Ce bouchon migre au rythme des marées et des périodes de crue, il n'est que rarement expulsé vers le large. Dans la Gironde, le bouchon vaseux représente entre 4 et 5 Mt de sédiments, soit pratiquement deux ans d'apports alluvionnaires (Fort et al., 2015). 700000 m3 de sédiments se déposent chaque année dans l'estuaire de la Somme ce qui provoque un exhaussement des fonds de 1,8 cm/an (Hoeblich et al., 1999).
Il résulte de ce phénomène naturel d'envasement des menaces pour les activités halieutiques et conchylicoles, une navigation difficile et dangereuse, un piégeage des polluants (hydrocarbures, intrants agricoles) dans les eaux et les vases. Les conflits d'intérêt sont nombreux entre exploitants agricoles, pêcheurs, promoteurs immobiliers et gestionnaires des stations balnéaires.

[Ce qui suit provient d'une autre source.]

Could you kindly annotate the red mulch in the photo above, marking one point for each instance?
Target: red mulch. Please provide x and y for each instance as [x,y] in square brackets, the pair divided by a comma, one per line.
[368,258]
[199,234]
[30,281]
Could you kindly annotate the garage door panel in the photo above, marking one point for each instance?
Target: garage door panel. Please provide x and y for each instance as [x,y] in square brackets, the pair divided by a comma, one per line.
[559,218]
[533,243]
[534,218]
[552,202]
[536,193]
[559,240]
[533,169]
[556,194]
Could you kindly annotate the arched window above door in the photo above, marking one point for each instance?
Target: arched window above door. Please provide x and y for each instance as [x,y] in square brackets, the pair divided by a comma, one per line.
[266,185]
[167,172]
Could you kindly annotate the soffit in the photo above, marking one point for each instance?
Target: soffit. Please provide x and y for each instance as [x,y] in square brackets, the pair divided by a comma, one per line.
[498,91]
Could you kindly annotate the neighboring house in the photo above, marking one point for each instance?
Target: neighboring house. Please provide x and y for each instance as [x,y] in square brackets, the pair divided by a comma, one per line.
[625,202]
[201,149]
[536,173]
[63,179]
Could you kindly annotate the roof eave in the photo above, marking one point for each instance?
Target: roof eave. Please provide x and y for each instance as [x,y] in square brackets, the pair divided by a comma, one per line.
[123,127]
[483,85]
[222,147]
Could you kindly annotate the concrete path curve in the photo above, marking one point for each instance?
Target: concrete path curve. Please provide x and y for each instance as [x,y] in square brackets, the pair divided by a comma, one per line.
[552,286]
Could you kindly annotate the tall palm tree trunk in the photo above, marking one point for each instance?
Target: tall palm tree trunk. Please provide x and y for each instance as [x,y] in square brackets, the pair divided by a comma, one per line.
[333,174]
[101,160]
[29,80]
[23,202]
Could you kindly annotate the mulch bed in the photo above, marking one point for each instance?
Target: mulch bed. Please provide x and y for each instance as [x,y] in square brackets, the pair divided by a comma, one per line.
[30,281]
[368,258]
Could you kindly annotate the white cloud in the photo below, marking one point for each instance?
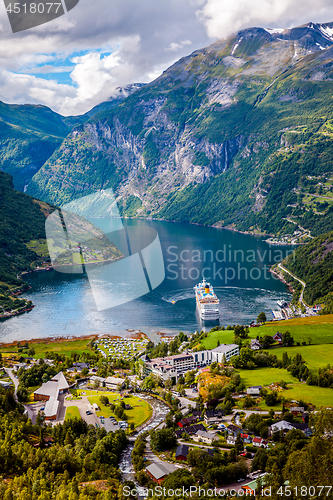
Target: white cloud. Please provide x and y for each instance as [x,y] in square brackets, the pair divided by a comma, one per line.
[175,47]
[223,17]
[136,34]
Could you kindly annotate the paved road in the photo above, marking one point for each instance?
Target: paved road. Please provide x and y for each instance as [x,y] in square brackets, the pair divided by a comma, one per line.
[297,279]
[155,459]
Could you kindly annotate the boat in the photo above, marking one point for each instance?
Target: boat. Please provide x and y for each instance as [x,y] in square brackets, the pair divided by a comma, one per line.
[207,302]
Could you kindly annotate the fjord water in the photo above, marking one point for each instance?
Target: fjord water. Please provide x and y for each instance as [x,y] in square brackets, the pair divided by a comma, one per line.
[235,264]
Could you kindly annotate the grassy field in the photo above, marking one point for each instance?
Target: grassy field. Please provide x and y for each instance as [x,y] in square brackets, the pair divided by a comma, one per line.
[225,337]
[318,396]
[66,347]
[141,410]
[72,412]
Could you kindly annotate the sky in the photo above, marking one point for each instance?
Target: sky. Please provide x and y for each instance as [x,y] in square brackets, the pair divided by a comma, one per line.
[77,61]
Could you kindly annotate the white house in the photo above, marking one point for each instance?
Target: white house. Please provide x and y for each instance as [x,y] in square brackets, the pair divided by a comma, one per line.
[113,383]
[50,392]
[231,440]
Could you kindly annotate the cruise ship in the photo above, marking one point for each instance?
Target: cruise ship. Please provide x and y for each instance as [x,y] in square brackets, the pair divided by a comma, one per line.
[207,302]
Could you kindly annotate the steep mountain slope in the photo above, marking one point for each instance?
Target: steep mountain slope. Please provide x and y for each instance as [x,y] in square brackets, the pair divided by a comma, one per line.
[313,263]
[229,135]
[30,134]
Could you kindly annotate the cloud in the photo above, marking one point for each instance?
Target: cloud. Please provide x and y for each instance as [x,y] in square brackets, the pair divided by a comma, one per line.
[77,61]
[223,17]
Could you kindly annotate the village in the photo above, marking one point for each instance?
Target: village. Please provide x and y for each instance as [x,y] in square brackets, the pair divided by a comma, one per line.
[230,425]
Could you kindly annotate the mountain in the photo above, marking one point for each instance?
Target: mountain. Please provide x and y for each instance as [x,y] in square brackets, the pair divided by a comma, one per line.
[313,263]
[120,94]
[229,135]
[30,134]
[28,137]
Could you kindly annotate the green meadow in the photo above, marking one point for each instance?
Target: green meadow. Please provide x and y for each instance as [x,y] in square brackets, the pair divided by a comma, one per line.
[72,412]
[316,356]
[316,329]
[141,411]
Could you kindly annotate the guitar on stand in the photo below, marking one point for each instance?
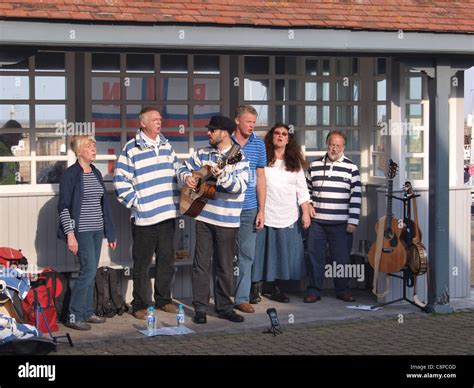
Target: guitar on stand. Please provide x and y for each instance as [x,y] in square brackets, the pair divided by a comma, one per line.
[192,201]
[416,253]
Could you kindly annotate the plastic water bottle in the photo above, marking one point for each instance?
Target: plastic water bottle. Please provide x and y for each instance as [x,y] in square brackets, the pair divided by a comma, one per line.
[180,318]
[151,321]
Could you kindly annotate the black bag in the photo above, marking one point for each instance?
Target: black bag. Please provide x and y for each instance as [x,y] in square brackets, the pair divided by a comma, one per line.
[107,299]
[28,346]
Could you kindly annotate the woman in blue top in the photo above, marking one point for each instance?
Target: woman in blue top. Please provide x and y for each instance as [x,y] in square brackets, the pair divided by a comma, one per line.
[85,217]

Le delta est une protubérance convexe de la ligne du rivage formée à l'endroit ou une rivière débouche dans un bassin en eau (océanique, lagunaire, lacustre...). Le renflement souligne une forte accumulation sédimentaire par le bais des apports fluviatiles, repris ensuite par les courants côtiers pour former des cordons d'embouchure. Les deltas possèdent des morphologies distinctes en fonction des processus dominants : deltas dominés par les apports fluviatiles (delta digité du Mississipi), deltas dominés par les vagues (delta lobé du Rhône, Danube), deltas dominés par la marée (Mahanadi, Fly).
Le delta se compose d'une partie émergée et d'une autre immergée (Figure 15).
La partie émergée du delta comprend une plaine deltaïque marquée par les étapes de formation du delta : cours d'eau, bras morts, étangs, lagunes, cordons fossiles... et une marge deltaïque où se combinent les actions fluviatiles et marines responsables de la formation des cordons d'embouchure ou de flèches littorales. La partie émergée peut être affectée par de la subsidence tectonique ou sédimentaire.
A Kalochori, ville côtière du Golfe de Thermaikos en Grèce, la compaction sédimentaire peut atteindre 5cm/an (Raucoules et al., 2008). Dans la région de Port Saïd proche d'Alexandrie en Égypte, la plaine deltaïque peut s'enfoncer de 5mm certaines années (Wöppelman et al., 2013).
La partie immergée se divise en deux espaces, le front deltaïque relié au pro delta par un talus deltaïque. Ces talus sont sujets à des instabilités qui se manifestent par des mouvements de masse pouvant être responsables de graves dégâts. À Nice, le 16 octobre 1979, un glissement sous-marin de 10 millions de m3 s'est produit sur le front deltaïque du Var (Figure 16). Le complexe aéroportuaire de Nice dont les fondations s'ancraient dans le front deltaïque a été détruit et moins de 8 minutes après le glissement, trois vagues de tsunami (Hauteur moyenne des vagues : 1 à 2,5 mètres) ont déferlé entre Antibes et Beaulieu, jusqu'à atteindre 5 mètres localement (Leroy et al., 2012).
Qu'ils s'agissent des estuaires ou des deltas, ils sont très exposés aux inondations fluviales et submersions marines, en raison de leur faible altimétrie. La subsidence tectonique ou sédimentaire qui affecte les deltas est un facteur aggravant les risques naturels, et qui se surajoute aux impacts du changement climatique.